简体   繁体   中英

Get a list of file names from HDFS using python

Hadoop noob here.

I've searched for some tutorials on getting started with hadoop and python without much success. I do not need to do any work with mappers and reducers yet, but it's more of an access issue.

As a part of Hadoop cluster, there are a bunch of .dat files on the HDFS.

In order to access those files on my client (local computer) using Python,

what do I need to have on my computer?

How do I query for filenames on HDFS ?

Any links would be helpful too.

As far as I've been able to tell there is no out-of-the-box solution for this, and most answers I've found have resorted to using calls to the hdfs command.
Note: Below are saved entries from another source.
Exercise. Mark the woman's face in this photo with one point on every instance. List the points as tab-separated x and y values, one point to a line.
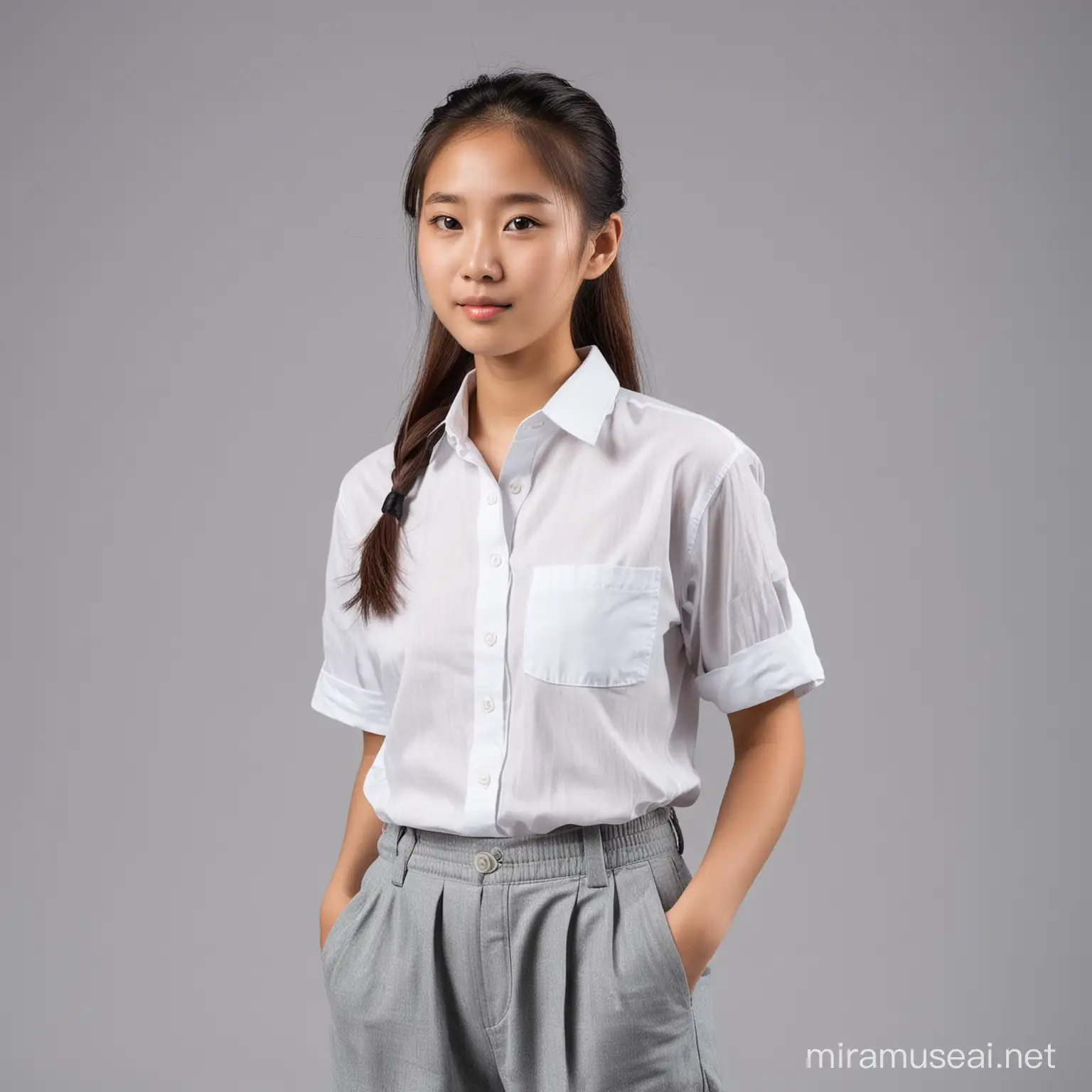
475	240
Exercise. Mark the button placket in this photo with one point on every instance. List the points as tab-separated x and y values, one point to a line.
498	505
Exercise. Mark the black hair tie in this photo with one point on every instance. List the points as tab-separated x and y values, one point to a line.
392	505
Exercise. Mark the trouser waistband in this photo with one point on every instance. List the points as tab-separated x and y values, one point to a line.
572	851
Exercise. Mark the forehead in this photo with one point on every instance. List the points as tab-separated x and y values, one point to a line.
484	165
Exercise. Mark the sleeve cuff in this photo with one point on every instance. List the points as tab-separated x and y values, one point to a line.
764	670
342	701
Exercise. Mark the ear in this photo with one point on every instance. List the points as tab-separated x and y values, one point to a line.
604	249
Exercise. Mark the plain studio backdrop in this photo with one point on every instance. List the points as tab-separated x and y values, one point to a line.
857	235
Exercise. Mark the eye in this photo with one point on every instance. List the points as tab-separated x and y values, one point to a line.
529	220
441	216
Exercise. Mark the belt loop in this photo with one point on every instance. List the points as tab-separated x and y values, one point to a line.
402	855
678	825
595	865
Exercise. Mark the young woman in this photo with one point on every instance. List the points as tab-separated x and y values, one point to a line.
550	569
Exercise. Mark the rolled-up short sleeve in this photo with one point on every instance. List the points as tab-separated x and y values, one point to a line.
746	635
350	682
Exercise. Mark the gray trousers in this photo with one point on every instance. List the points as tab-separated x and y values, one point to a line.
534	963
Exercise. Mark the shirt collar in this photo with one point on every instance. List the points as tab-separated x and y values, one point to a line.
579	405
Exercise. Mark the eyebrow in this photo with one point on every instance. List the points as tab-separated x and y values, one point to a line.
439	198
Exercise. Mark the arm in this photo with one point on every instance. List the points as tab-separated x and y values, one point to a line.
358	849
760	794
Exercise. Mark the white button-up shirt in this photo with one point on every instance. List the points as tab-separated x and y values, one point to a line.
560	623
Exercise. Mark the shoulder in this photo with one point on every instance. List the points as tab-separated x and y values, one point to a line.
700	448
365	485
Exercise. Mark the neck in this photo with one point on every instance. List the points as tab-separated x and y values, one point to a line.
508	389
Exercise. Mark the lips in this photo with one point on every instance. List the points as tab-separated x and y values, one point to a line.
478	313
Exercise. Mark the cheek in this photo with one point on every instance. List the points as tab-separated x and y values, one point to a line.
542	269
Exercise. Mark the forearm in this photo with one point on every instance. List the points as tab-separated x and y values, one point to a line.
761	792
363	828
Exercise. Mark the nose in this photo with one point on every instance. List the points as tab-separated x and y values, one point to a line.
482	257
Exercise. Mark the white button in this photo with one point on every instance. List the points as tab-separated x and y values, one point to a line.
486	863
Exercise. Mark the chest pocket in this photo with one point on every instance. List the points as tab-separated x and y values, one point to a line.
591	625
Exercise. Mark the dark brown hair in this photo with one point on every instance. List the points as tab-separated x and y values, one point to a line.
576	144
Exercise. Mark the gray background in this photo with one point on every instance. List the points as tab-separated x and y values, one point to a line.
855	236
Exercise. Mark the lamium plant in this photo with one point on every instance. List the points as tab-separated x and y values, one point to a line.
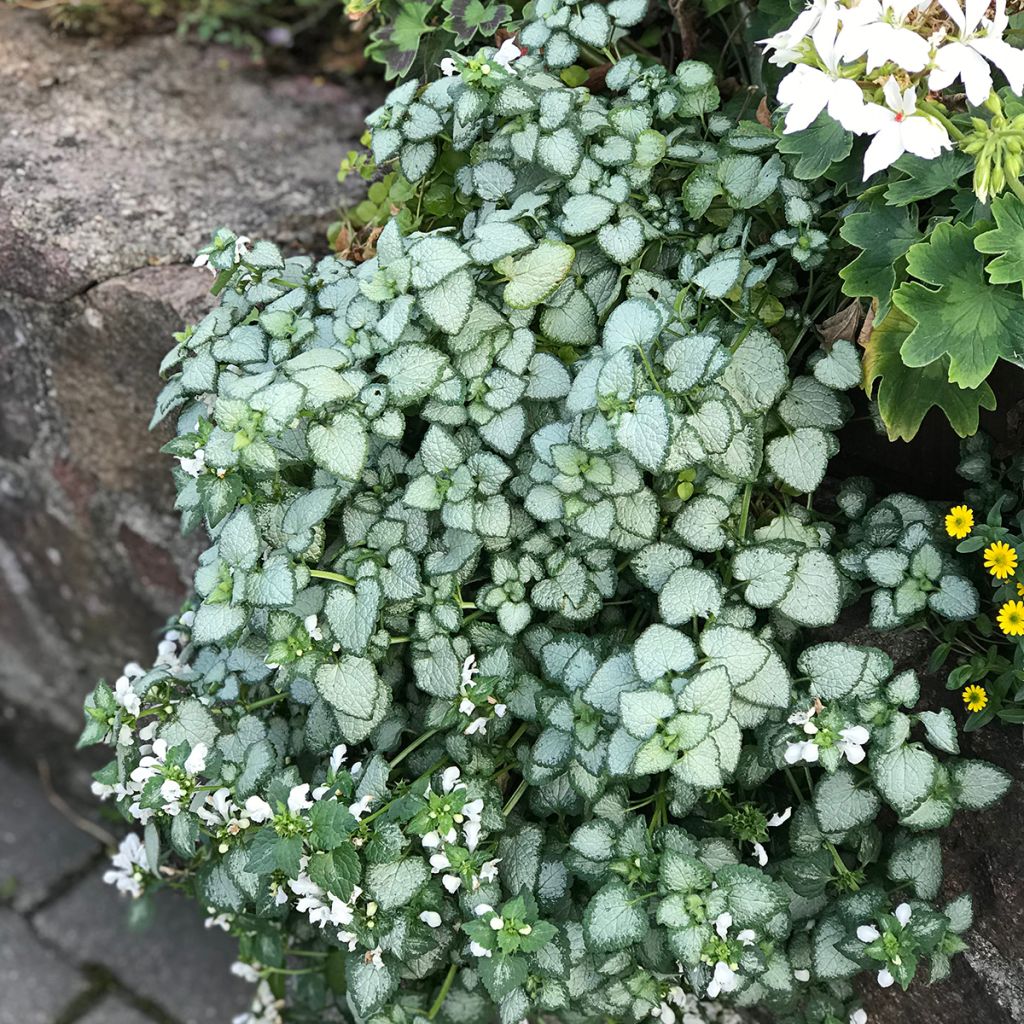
504	692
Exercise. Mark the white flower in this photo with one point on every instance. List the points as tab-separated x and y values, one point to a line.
196	761
195	465
851	743
877	29
451	779
980	40
298	799
808	91
801	750
899	128
128	866
724	980
785	43
258	810
773	822
126	696
508	52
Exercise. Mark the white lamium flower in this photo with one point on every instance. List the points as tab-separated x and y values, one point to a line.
979	43
786	43
807	91
878	31
507	52
851	743
899	127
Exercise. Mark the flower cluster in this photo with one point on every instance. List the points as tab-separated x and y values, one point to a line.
871	66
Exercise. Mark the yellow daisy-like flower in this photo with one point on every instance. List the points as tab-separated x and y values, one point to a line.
1000	559
960	521
975	697
1011	619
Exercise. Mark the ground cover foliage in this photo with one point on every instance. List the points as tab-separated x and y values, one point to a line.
504	692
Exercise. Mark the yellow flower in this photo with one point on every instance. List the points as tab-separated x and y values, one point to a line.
1011	619
975	697
1000	559
960	522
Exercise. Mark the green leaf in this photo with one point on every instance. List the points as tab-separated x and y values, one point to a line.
800	459
819	145
1007	240
613	919
978	784
927	177
534	276
340	446
884	233
905	395
964	316
840	805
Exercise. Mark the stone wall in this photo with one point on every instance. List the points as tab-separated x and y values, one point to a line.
116	164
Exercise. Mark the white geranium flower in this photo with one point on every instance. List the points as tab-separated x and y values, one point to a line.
807	91
877	30
507	52
128	866
851	743
979	43
899	127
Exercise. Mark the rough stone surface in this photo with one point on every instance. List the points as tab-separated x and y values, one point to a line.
116	164
114	1011
981	854
39	847
175	963
35	985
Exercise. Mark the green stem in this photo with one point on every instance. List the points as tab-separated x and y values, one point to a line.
335	577
514	799
419	741
264	701
442	994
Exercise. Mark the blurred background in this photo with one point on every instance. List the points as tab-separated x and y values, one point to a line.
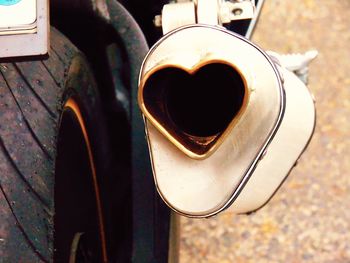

I'm running on Linux, and have the same challenge. I've found the sh package to be useful. This handles running o/s commands for you and managing stdin/out/err.

See here for more info on it: https://amoffat.github.io/sh/

Not the neatest solution, but it's one line (ish) and uses standard packages.

Here's my cut-down code to grab an HDFS directory listing. It will list files and folders alike, so you might need to modify if you need to differentiate between them.

import sh
hdfsdir = '/somedirectory'
filelist = [ line.rsplit(None,1)[-1] for line in sh.hdfs('dfs','-ls',hdfsdir).split('\n') if len(line.rsplit(None,1))][1:]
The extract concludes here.